訪れたのは太郎坊宮や太郎坊阿賀神社の通称で知られている阿賀神社。もともと阿賀神社の鎮座する赤神山は神宿る霊山として崇拝を受けており、西暦600年頃に聖徳太子が四天王寺を建立する際には、使用する瓦を焼くために瓦屋寺を創建、ほぼ同時期に箕作山の一峯である赤城山にアマテラスの子・天忍穂耳命(アメノオシホミミノミコト)を祀る神社を建立し阿賀神社とした。延暦18年(799年)には最澄が薬師如来を本尊として麓に成願寺を建立、阿賀神社の神宮寺とした。その際に役行者の兄弟弟子である天狗の太郎坊が最澄に一宇を建立するように最澄に告げたという。太郎坊には次郎坊という弟がいて、京都の愛宕山に住むという。
阿賀神社と天台宗成願寺は神仏習合して、社殿・僧房が50あまりも建立されるなど隆盛を極め、阿賀神社境内の最高所に成願寺の奥之院を作り、太郎坊大権現像を祀ると、阿賀神社と合わせて太郎坊宮と呼ばれ、修験道の霊場となった。また近江源治の佐々木氏が赤神山の横にある小脇山に城を築き、このあたりは八日市の賑わいも合わせ近江国の中心となった。
永禄11年(1568年)佐々木氏嫡流である六角氏15代当主・義賢が足利義昭を担いで上洛する信長と敵対し合戦になり、巻き込まれて炎上、その後太郎坊も被災した。ほどなくして阿賀神社は再建され、寛永17年(1640年)には成願寺も復興するが、かつての規模には及ばなかった。
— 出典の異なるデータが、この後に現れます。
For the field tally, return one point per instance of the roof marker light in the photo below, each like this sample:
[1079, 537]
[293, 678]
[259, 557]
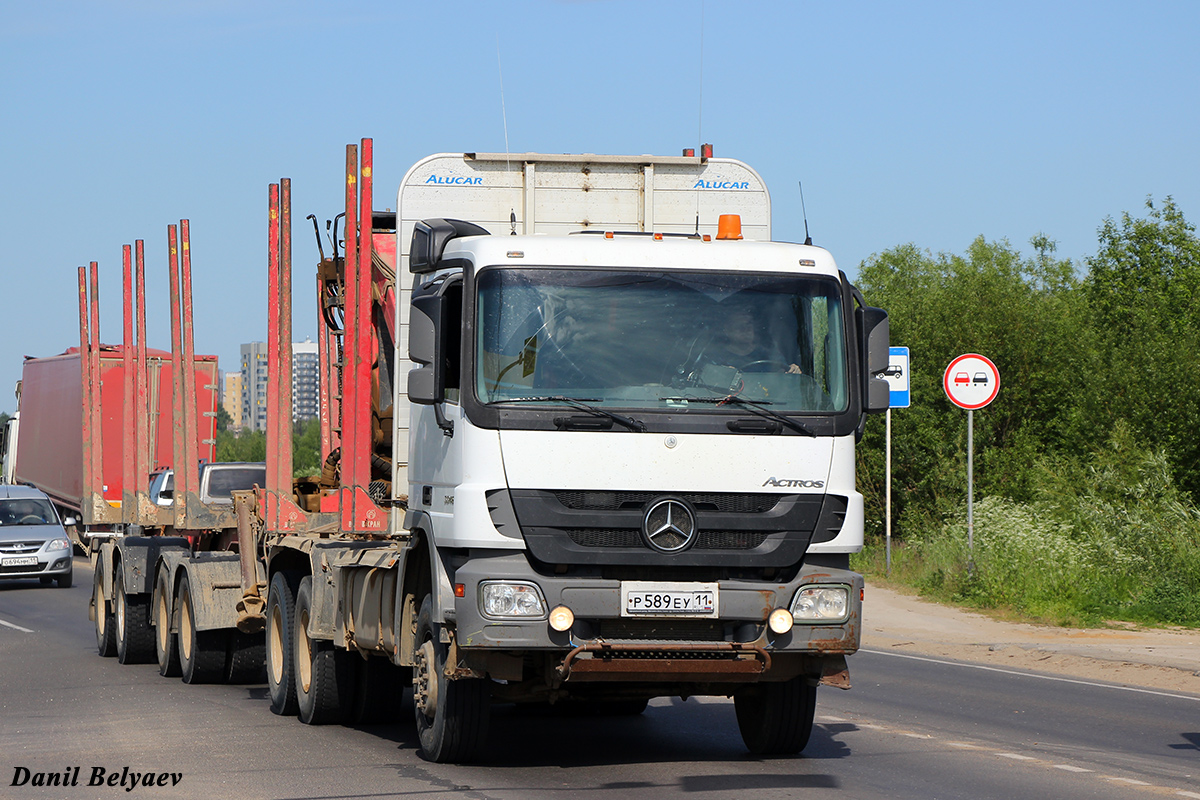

延宝年間(1673年~1681年)には成願寺と村人が土地を巡って争って幕府も介入する事件となり、70年間のいがみ合いの末、村人側が勝訴するということがあった。結果、阿賀神社の神主は村人・氏子が一年ずつ当番制で任命することとなり、成願寺の管理下から離れることとなり、奥之院の仏教関係の宝物を麓の成願寺に移し、新たに阿賀神社の本殿と改め、太郎坊宮を称するようになった。
明治に入ると神仏分離によって阿賀神社と成願寺は完全に別れ、修験道も廃止されたため、太郎坊宮という名称は規制を受け、阿賀神社を正式名称とした。
御祭神の天忍穂耳命には正勝吾勝勝速日天之忍穂耳命(まさかつあかつかちはやひあめのおしほみみのみことまさかつあかつかちはやひあめのおしほみみのみこと)別名もあり「まさに勝った、私は勝った。朝日が昇るように鮮やかに、速やかに勝利を得た」という意味が込められており、勝利の神様として信仰されています。一瞬にして気を発して相手を制するとし、合気道の神でもあります。天孫降臨で有名な瓊瓊杵尊(ニニギノミコト)のお父さんでもあります。アマテラスは長男である天忍穂耳命に下界に降りるよう伝えるが、ちょっとあそこは物騒なので、、と途中で引き返して、自らの息子が適任だと推薦したという。ひどい父にも見えますが(笑)、
ご紹介した以外にも、社・みどころたくさんです。体力に自信が、多少でもある人は、麓から上ってみてくださいね。